# Crap



## whip (Oct 23, 2003)

*OK*

Better link:

http://www.postindependent.com/article/20051014/VALLEYNEWS/110140038


----------



## MPEARSON (May 23, 2005)

OK!!! All we need is 50 million. Any takers for a great little mountain. maybe the city of Glenwood Springs. Just a thought. It doesn't suck yet - but it will when it's bought by some out of state stooge or mega -resort. Then that is when the free parking disapears forever and you begin the long bus rides to the base (beaver creek, vail).
crap anyway!!!


----------



## WhiteLightning (Apr 21, 2004)

I know (a little) about this stuff, and $50m sounds like they are off their rocker on the price unless there is something I am missing.

Ride busses to the base of Vail? I wish, I have to park out of town, ride the bus to the edge of the village, then slog through town to the lifts. Or you pay like $20 and park and slog through the village. I know, it isn't that far, but in ski boots, and for $20 it is!!!!


----------



## whip (Oct 23, 2003)

*Well*

lets see...a second mtn just west of the area, Williams Peak, which is great backcountry skiing, preexisting in the forest service lease. 400 acres of prime residential/commercial private property that fronts the 2 mtns. So 1 acre=$125,000! Who here would pay $125,000 for an acre at
the bottom of a great little ski hill? OK now build a 10-20 unit condo there.
Would it do any good to plead'" Don't Californicate Colorado?"


----------



## Mut (Dec 2, 2004)

I agree that 50mil sounds high. I also agree with whip that it is a nice area. 

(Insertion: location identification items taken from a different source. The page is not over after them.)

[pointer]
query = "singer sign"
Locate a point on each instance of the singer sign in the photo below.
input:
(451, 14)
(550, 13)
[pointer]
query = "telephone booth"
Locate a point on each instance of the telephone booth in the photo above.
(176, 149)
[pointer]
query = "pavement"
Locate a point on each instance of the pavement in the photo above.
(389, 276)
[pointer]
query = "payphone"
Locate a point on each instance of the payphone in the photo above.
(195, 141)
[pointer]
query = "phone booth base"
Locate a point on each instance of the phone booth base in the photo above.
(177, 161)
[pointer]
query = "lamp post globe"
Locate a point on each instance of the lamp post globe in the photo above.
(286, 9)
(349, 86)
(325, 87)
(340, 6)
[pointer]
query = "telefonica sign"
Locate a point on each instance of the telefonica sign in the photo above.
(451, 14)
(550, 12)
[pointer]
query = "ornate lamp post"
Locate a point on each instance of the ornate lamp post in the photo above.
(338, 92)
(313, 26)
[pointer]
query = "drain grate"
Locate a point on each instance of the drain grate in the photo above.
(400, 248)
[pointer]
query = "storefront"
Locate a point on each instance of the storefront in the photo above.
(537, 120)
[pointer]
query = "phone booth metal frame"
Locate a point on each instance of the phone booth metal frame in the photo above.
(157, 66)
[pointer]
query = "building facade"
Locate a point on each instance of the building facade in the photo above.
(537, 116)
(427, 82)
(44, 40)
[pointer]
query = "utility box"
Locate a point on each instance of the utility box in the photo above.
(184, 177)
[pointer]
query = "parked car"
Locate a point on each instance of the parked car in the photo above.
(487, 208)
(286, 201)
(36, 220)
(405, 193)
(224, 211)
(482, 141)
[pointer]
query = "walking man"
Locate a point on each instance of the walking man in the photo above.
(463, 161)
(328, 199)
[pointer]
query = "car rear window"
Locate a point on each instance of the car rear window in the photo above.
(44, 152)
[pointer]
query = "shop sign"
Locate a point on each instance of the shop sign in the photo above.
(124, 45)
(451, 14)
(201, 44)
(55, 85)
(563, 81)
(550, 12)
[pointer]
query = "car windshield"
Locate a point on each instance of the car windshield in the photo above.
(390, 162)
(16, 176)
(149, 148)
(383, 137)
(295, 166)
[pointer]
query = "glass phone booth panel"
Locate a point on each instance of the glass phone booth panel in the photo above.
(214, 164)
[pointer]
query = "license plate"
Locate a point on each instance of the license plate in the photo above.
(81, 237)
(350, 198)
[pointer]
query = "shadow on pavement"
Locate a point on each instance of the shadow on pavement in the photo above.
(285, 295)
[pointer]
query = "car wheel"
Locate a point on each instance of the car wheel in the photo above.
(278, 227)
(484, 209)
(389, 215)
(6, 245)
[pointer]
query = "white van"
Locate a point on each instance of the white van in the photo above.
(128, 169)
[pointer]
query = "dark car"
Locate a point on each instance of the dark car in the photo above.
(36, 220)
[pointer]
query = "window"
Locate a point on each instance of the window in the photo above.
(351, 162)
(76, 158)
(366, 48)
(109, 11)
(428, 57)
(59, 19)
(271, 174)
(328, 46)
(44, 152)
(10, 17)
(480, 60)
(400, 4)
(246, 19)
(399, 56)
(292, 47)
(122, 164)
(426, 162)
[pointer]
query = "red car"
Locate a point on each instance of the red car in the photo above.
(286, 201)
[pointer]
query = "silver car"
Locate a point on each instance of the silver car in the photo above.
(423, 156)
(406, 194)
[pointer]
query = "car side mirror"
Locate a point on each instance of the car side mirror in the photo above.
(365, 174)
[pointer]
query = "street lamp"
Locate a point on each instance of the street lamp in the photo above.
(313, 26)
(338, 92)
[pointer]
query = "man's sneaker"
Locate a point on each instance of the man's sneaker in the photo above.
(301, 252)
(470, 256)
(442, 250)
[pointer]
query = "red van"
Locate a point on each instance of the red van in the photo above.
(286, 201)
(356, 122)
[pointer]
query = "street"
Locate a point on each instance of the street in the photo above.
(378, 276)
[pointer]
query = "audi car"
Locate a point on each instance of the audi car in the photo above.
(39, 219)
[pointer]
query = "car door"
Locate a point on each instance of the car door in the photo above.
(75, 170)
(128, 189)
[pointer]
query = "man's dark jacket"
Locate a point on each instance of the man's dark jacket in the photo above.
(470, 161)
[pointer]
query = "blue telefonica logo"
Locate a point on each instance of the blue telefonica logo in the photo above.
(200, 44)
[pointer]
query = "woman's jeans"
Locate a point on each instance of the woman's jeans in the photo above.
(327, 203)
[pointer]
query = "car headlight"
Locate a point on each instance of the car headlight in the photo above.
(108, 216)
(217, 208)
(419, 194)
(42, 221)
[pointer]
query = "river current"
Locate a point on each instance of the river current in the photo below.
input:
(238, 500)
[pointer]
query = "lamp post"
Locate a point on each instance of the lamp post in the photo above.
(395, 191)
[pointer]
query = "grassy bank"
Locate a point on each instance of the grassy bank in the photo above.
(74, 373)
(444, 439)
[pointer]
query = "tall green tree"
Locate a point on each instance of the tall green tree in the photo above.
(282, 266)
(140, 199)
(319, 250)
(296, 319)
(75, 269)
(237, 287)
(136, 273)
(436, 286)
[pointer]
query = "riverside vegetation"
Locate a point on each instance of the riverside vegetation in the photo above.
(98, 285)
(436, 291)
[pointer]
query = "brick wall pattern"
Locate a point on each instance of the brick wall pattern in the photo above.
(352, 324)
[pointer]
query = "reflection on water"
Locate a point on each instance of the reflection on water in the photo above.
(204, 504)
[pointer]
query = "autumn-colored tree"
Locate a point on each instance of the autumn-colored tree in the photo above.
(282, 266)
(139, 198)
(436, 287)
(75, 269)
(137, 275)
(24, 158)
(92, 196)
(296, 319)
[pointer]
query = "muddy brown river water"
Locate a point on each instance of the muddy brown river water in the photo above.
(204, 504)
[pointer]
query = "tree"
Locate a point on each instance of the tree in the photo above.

However, I do not see this as the next aspen or vasil. Although, if someone does pay 50mil it will in effect force lots to be expensive and as a result force many people who enjoy the area now to not be able to for much longer. 

The paper said the resort was worth 6-9 mil. that is 41-44 mil for the 400 acres. That is 90-100k per acre. This price does not include any on-sight or off-sight improvements, which could easily be another 20-30 million, Add new lifts and more staff and the margins start to get small. Further, all 400 acres might not be developable. Then take into consideration the risk, especially in light of predictions of recession or depression and the deal starts to look worse at 50 million. 

I bet it goes around 20mil.


----------



## Geezer (Oct 14, 2003)

I'll win the lottery tonight and offer them 25M and see if they take it.


----------